Writing a sinc-interpolating playback object

christripledot's icon

Hello,

After a lot of reading and head-scratching, I've begun to write a sample playback engine using windowed sinc interpolation. The idea is, it will work a bit like [groove~] (taking a signal to determine playback speed), but it will be click-triggerable and have built-in ADSRs and a variety of looping options.

The ADSR and loop logic is all done, but the interpolator is giving me grief. Maybe somebody on here is savvy enough to see where I'm going wrong...

When I pass integer values into my "interp(playhead)" function, everything is hunky-dory. But when I pass fractional values I get hideous ringing and the interpolated values are WAY off.

First off, I populate a table with the right-hand wing of a sinc function. I then multiply this table with the right-hand wing of a windowing function (Blackman-Harris in my case). I'm pretty damn sure that I'm populating and windowing my table correctly. There are (SINC_POINTS + 1) lobes in it.

Here is my naive implementation so far:

#define SINC_RES 512   // resolution of each lobe of the sinc table
#define SINC_POINTS 16 // number of samples to use for interpolation
                       // on either side of the sample in question

float interp(double playhead) {

  long playheadint = floor(playhead);
  double playheadfrac = playhead - playheadint;

  double accum = 0.0;

  // Loop through every sample we're interested in...
  int i;
  for(i = -SINC_POINTS; i < SINC_POINTS + 1; i ++) {

    long thissample = playheadint + i;

    //  HACK: To handle start and end points,
    //  we just duplicate the start and end samples.
    //  POSSIBLE FIX: mirror start/end of input?
    if(thissample < 0) thissample = 0;
    if(thissample >= frames) thissample = frames - 1;

    double moo = samplebuffer[thissample];

    // Get index into sinc table
    // This could be moved outside the loop but it's left here for clarity
    long sincindex = round(playheadfrac * SINC_RES);

    // Offset index relative to centre sample
    sincindex += abs(i) * SINC_RES;

    moo *= sinctable[sincindex];
    accum += moo;
  }

  return (float)accum;
}

If anybody can help figure out where I'm going wrong, I'd be extremely grateful. Here's what I'm trying to do:

1. Conceptually, replace each input sample with a sinc function.
2. Take the fractional part of my desired 'sub-sample' and scale this so it can be used as an offset into the first (or main) lobe of the sinc function.
3. Take the relevant value from the sinc function and multiply this by the input sample (as determined by the integer part).
4. Do the same for an arbitrary number of samples on either side of the sample we're interested in, but offset the index into the sinc function accordingly; i.e. if we're looking at one sample away from the main sample, we have to offset the sinc function index by one zero-crossing.
5. Sum the results of the above table lookups.

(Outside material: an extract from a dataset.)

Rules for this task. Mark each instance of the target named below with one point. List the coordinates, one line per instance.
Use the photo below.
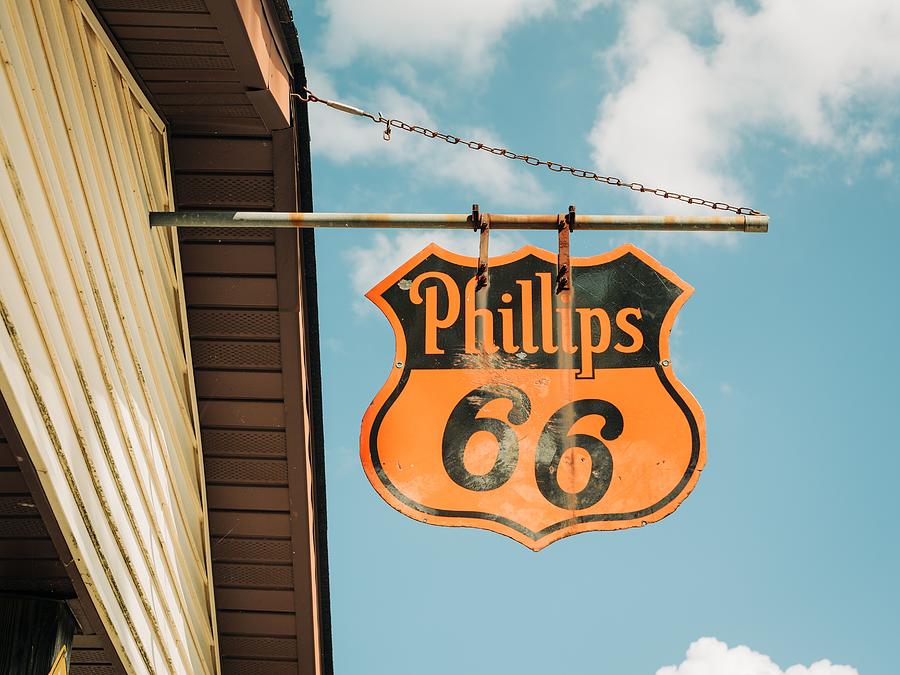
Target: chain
(390, 123)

Is this the right approach? I think my code above reflects this, but maybe I've just gone code-blind...

P.S. Maybe I should mention that the eventual goal for this is to create a vari-speed sample player. I don't think this ought to affect the results of my simple function, but perhaps there are other issues to worry about further down the line? Some of the source I've seen for resampling libraries processes the source in chunks, rather than updating on a per-sample basis. However, I suspect this may be for performance reasons. For now I'd just like a slow-but-easy-to-follow piece of code that works...

If debugging the above is too much of an ask, does anyone have a similar interpolation function they wouldn't mind sharing? One that reports the interpolated value at an arbitrary location in an input buffer?

Thanks for looking,

Chris

Timothy Place's icon

I haven't looked at the details of your code to know exactly what might be going wrong, but I will mention that in Max 6 you can have a sinc-based interpolation in the groove~ object by turning on a new @resample attribute. FWIW, in our case we are windowing the sinc with a Kaiser function.

There are also some features in buffer~ to make generating the sinc and windowing it super-easy.

We generally aren't sharing Max 6 details just yet, but will be sharing more soon. I thought I'd give you a heads-up given that it may impact your (really interesting and cool!) project.

Cheers,
Tim

christripledot's icon

Thanks, Tim! That's wicked news.

I'm still hoping someone with more knowledge than me might chime in though, 'cos I'd like to trigger this at audio rate, and I'm interested in more advanced looping than groove~ currently offers (fwd, reverse, pingpong). I'll share once I've got to the bottom of this! :)

christripledot's icon

A kind soul pointed out my error. Because I'm only using half a sinc function to save memory, I'm mirroring the index into the table. But I was only mirroring the integer part of the index.

This is the offending line:

// Offset index relative to centre sample
sincindex += abs(i) * SINC_RES;

It should be:

sincindex = abs(sincindex - (i * SINC_RES));

I can't test at work, but I think that's cracked it. I'll share the external once it's tidied up a bit.